【ブラックのむこうがわ】第5話「まって、私の想像してた奴隷と違う」

ブラックの向こう側5

「……はぁ」

 メイドってなに。なんでメイド?色々覚悟してたのにまさかの「メイドをしろ」。そういえばありすちゃんもメイド服姿だったけど、まさかマスターに命令されて……?

「私は好きでやってるだけですよ」

「うぇ、声に出てた?」

「はい。それはもう」

 あぁ〜とそのままうずくまって穴に入ってしまいたいけど、いまはありすちゃんにメイド服の着方を教えてもらっている最中。ちゃんと聞かねば。

「メイド服のままで寝るとエプロンがしわくちゃになって悲惨なことになるので、そのまま寝ないようにしてくださいね」

 人生初のメイド服。生まれてこの方二十数年、よもやメイド服を着ることになろうとは思いもしなかった……。

「似合ってますよ、朝倉さん」

「あ、あはは……」

 二十代半ばの女性にメイド服が似合うって、ものすごく反応に困るんですけど。嬉しいといえば嬉しいけど、なんだか複雑だ。

「ご主人様から詳しい業務内容とか聞きました?」

「自炊したいが誰もできないからしてくれ……って言われました」

「概ね正しいですね。あとは家事を私といくつか分担してやるみたいなのもあります」

 まるで家政婦。

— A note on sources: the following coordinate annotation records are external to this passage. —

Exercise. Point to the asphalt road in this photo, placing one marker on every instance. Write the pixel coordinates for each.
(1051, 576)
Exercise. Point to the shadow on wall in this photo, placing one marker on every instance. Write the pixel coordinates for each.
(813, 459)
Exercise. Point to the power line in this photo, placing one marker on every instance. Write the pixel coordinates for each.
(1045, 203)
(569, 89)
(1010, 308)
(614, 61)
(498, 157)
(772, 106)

というかまんま家政婦。まって、私の想像してた奴隷と違う。

「ね、ねぇありすちゃん。私達、奴隷なんだよね……?」

「そうですね、奴隷ですよ?」

「奴隷だったらこう、重労働を強いられて、お前の代わりなんていくらでもいるんだぞっていびられながらムチで叩かれたりして、夜は慰め物になったりとか……」

「ものすごい偏見ですねそれ。うちのご主人様はそんなことしませんよ。ああ見えて優しいので」

 あ、いま言ったことは内緒ですよ?と、唇に人差し指を当ててウィンクをするありすちゃん。かわいい。

 それにしても私の思っていた奴隷と全然違っていたんだけど……だめだ、カルチャーショックが大きすぎる。

「奴隷と言っても人なので、そんな道具みたいに扱ったりはしませんよ」

「それはなんか言動と合ってない気がするんだけど……」

 人を無理やり奴隷にさせたり、命令して無理やり言うことを聞かせたり、全体的に無理やりなのが違和感ある……。

「よく考えてみてくださいよ。もし奴隷を本当に道具みたいに扱ったらどうなりますか?」

「うーん……」

 腕を組んで考えてみる。もし道具みたいに扱ったらか……。私が昔いたブラック企業を思い出す。脳死状態で仕事をして終電帰り始発出勤……下手をすれば会社で寝泊まり……有給取れず、毎日出勤……月一の休み……。

「誰もちゃんと仕事ができなさそう……」

「ですよね」

 確かに理に適っていた。奴隷をモノではなく人として扱ってくれる。そんな職場。

「とりあえずお仕事しましょう!私についてきてくださいね」

 ありすちゃんの後ろについて歩いていく。メイドの仕事ってどんな感じなんだろうか。アニメとかでメイドが出てきて給仕をしているのは見たことあるけれど、実物は一度も見たことがなかった。

「洗濯物がそろそろ終わっているはずなので、まずは洗濯物を干しに行きましょう」

「洗濯物……」

 いきなり生活感あふれる仕事に、本当にみんなここに住んでるんだなという実感が湧く。と同時に、他の奴隷は一体どこにいるんだろうとも思った。私に引っ越しをしてくれた人もいるんだし、お礼くらいは言いたい。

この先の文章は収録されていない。